# Samsung 32F6400 or Sony 32W670a



## kevin.abhi (May 1, 2013)

guys, I am planning to buy a 32 inches TV(2013 model) in the next month. So I have decided to go for either samsung or sony but I am unable to finalize between these two models.
Samsung 32F6400 and Sony 32W670a
after a research and analysis on TV's, found that 2 tv's are having 100hz refresh rate panels, specified in their technical terms.
sony having 24p true movie and samsung not sure.
I do watch a lot of movies in SD and especially cricket. So here I need a TV which is having a better picture quality.
I went upto many stores to compare both tv's and F6400 is not yet available in the stores. so couldnt compare both interms of PQ.
3D is not so important for me, but I dont mind if it has better PQ over the other.
and also heard that Sony is now supporting all Video formats in playback.
and most important thing is durability.
please suggest. 
I am still having lot of queries, I will slowly open up in this thread.


----------



## Minion (May 1, 2013)

Get Sony 32W670A. Since you will be watching lots of SD Sony has better noise reduction than Samsung.


----------



## randomuser111 (May 1, 2013)

F6400 is a MASSIVE disappointment picture quality wise. Please stay away from it. !!

32W670 is pretty much the best 32" TV you can buy.


----------



## kevin.abhi (May 2, 2013)

does sony have any dimming technology and what is the type of backlit?
In specs, it is like Backlight Module: LED and no frame dimming - is it true?
but previous models used to edge and dynamic edge led.


----------



## randomuser111 (May 2, 2013)

It is EDGE LED with no dimming. Last year's equivalent EX650 also had only EDGE LED with no dimming. You get frame dimming and Dynamic Edge LED backlight only in top end models. HX750/HX850  last year and W800/W900 this year


----------



## Minion (May 2, 2013)

Today i saw Specification of Samsung F6400 in their website looks very good on paper.I suggest you to audition it before buying.


----------



## ssj4karan (May 2, 2013)

Sorry for hijacking this thread, but i was also looking to pick up a 32" inch tv for my parents.

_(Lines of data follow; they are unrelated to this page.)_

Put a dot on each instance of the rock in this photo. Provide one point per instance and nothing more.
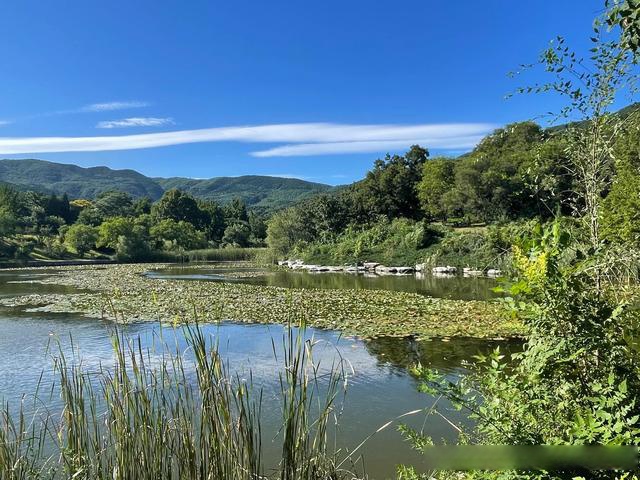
(472, 273)
(405, 270)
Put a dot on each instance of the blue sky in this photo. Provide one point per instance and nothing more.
(315, 90)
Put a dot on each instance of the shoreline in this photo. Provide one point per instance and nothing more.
(121, 292)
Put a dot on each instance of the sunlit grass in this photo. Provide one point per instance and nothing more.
(179, 414)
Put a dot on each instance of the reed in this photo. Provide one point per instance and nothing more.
(165, 414)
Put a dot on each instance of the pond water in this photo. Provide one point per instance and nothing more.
(380, 388)
(453, 287)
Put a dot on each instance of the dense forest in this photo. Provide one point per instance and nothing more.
(35, 225)
(262, 193)
(463, 211)
(409, 208)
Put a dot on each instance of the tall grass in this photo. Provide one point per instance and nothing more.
(224, 254)
(151, 416)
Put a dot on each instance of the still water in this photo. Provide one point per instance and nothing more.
(379, 386)
(454, 287)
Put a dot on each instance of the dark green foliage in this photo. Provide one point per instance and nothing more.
(438, 177)
(236, 209)
(81, 238)
(179, 206)
(171, 235)
(390, 187)
(237, 235)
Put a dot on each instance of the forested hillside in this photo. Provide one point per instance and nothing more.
(466, 210)
(261, 192)
(76, 182)
(270, 193)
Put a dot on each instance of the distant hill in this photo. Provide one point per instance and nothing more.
(258, 191)
(268, 193)
(75, 181)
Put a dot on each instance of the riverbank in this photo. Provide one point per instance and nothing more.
(122, 292)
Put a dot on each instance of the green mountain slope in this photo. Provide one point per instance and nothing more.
(268, 193)
(258, 191)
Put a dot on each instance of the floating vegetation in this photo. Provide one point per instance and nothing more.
(367, 313)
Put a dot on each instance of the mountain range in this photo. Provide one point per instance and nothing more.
(257, 191)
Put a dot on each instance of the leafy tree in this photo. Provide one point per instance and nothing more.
(621, 208)
(215, 221)
(107, 204)
(437, 180)
(237, 235)
(134, 246)
(390, 187)
(81, 238)
(141, 206)
(236, 209)
(285, 230)
(7, 222)
(112, 229)
(179, 206)
(170, 235)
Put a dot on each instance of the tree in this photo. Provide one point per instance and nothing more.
(390, 187)
(237, 235)
(437, 180)
(141, 206)
(236, 209)
(106, 205)
(179, 206)
(81, 238)
(215, 221)
(258, 229)
(621, 217)
(112, 229)
(134, 246)
(285, 230)
(170, 235)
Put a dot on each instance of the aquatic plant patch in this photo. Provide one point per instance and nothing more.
(122, 292)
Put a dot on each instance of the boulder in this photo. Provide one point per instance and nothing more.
(404, 270)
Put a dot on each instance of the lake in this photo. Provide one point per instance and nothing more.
(454, 287)
(379, 387)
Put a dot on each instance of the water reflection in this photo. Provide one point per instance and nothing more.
(379, 387)
(454, 287)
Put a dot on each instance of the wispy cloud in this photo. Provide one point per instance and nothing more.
(136, 122)
(300, 138)
(332, 148)
(287, 175)
(111, 106)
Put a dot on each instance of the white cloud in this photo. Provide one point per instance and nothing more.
(286, 175)
(136, 122)
(308, 138)
(110, 106)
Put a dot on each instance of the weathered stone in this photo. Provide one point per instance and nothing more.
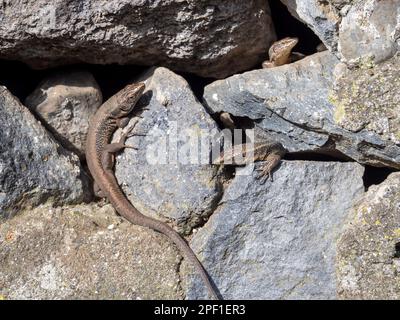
(319, 17)
(368, 259)
(277, 240)
(368, 99)
(84, 252)
(65, 102)
(204, 37)
(295, 105)
(370, 31)
(33, 167)
(359, 32)
(161, 178)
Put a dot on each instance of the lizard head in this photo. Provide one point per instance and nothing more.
(282, 48)
(127, 99)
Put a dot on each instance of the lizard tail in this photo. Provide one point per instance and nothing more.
(128, 211)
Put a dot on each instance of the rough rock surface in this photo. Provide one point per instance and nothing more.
(65, 102)
(368, 99)
(209, 38)
(33, 167)
(161, 178)
(295, 104)
(358, 32)
(277, 240)
(84, 252)
(368, 261)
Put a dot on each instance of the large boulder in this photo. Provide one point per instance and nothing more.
(33, 166)
(277, 240)
(208, 38)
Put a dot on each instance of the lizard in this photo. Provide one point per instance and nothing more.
(270, 153)
(113, 114)
(280, 53)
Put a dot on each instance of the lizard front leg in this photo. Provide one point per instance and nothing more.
(109, 151)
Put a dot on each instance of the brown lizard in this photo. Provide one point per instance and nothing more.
(280, 53)
(100, 152)
(270, 153)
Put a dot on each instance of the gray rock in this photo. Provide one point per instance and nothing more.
(65, 102)
(359, 32)
(296, 105)
(368, 99)
(370, 31)
(319, 17)
(33, 167)
(277, 240)
(368, 258)
(84, 252)
(159, 178)
(208, 38)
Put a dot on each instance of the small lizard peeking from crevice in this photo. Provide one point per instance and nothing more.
(280, 53)
(270, 153)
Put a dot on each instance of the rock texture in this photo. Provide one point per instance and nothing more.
(277, 240)
(358, 32)
(33, 167)
(209, 38)
(65, 102)
(295, 104)
(368, 99)
(368, 261)
(84, 252)
(168, 176)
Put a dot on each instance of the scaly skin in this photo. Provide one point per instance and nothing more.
(99, 152)
(279, 52)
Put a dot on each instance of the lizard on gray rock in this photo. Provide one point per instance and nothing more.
(269, 152)
(113, 114)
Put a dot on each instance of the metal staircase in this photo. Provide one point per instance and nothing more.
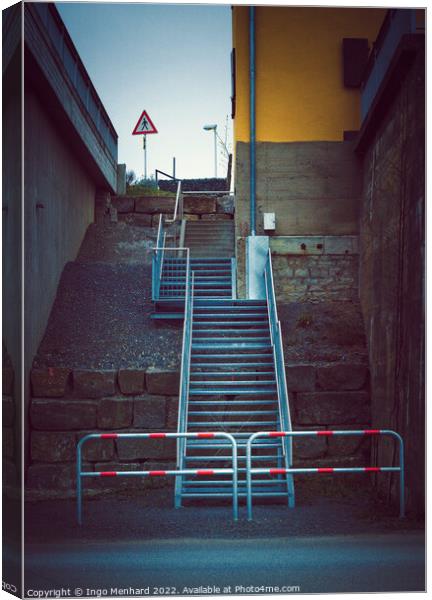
(232, 388)
(232, 373)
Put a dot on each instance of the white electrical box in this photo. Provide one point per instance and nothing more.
(269, 221)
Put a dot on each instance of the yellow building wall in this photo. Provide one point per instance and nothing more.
(300, 94)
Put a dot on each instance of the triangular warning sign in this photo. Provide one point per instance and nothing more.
(144, 126)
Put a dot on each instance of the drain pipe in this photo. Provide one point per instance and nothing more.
(252, 119)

I just want to know, the differences between Sony 32"W600A, 32"W650A and 32"W670A.
They all look the same. But there are price differences.

Thanks.


----------



## randomuser111 (May 2, 2013)

W600A is HD only and doesn't have WIFI

W650A is 1080p but no in built WIFI

W670A is same as W650A but with built in WIFI


----------



## ssj4karan (May 2, 2013)

randomuser111 said:


> W600A is HD only and doesn't have WIFI
> 
> W650A is 1080p but no in built WIFI
> 
> W670A is same as W650A but with built in WIFI



Oh cool..Thanks for the clarification.
So W600A is 720p and the other 2 are 1080P.


----------



## randomuser111 (May 2, 2013)

^

Yes


----------



## aroraanant (May 3, 2013)

randomuser111 said:


> F6400 is a MASSIVE disappointment picture quality wise. Please stay away from it. !!



Have you auditioned it?


----------



## ssj4karan (May 3, 2013)

aroraanant said:


> Have you auditioned it?



That is something even i am interested in knowing.
Will be going to the malls this weekend to check out the sets.
Shall also post my views then.


----------



## ssj4karan (May 6, 2013)

Well having auditioned both these Tv's, i can tell you that the PQ on the samsung set is slightly better than the Sony Model. 
Design wise, Sony mops the floor with samsung.
Sound quality too should be better in the Sony Model.
The native 3D Content looks good on the F6400. However the non-3D content converted to 3D, not so good.
The active shutter in the 3D glasses of samsung is pretty noticable and i was disappointed by this. (Should check out the active 3D glasses of Sony HX850 to understand what i am saying).
So overall, its now up to you to decide what you want.


----------



## kevin.abhi (May 6, 2013)

ssj4karan said:


> Well having auditioned both these Tv's, i can tell you that the PQ on the samsung set is slightly better than the Sony Model.
> Design wise, Sony mops the floor with samsung.
> Sound quality too should be better in the Sony Model.
> The native 3D Content looks good on the F6400. However the non-3D content converted to 3D, not so good.
> ...




which model glasses did you try for 3d on samsung?
sg-4100gb or 5100gb.


----------



## ssj4karan (May 7, 2013)

kevin.abhi said:


> which model glasses did you try for 3d on samsung?
> sg-4100gb or 5100gb.



Unfortunately, i do not know which model glasses i used. I used the glasses which the salesman at the showroom handed me for the TV.


----------



## Avneesh Sachdeva (May 29, 2013)

randomuser111 said:


> It is EDGE LED with no dimming. Last year's equivalent EX650 also had only EDGE LED with no dimming. You get frame dimming and Dynamic Edge LED backlight only in top end models. HX750/HX850  last year and W800/W900 this year


Nowhere it is mentioned that W600A is edge lit. its only mentioned that it is led backlit, probably direct led it what it is.


----------



## kevin.abhi (Jul 6, 2013)

Guys what about this one.
LG 32LA6620


----------



## Minion (Jul 8, 2013)

Looks good to me.


----------



## kevin.abhi (Jul 15, 2013)

guys, I bought LG 32 LA6620, here are some pictures of the TV in a complete dark room showing black screen. is this common on every IPS panel?  is it bleeding or something else? In different angles, the light is getting varied. please suggest


----------



## Minion (Jul 17, 2013)

Mine Samsung EH4800 shows complete black in dark room.


----------



## rishisab (Nov 16, 2013)

actually, i have the same query (confusion between F6400 and W670a). So, which one did you buy? and are you loving it?


----------



## aroraanant (Nov 21, 2013)

According to me spending money in a 3D is a waste.


----------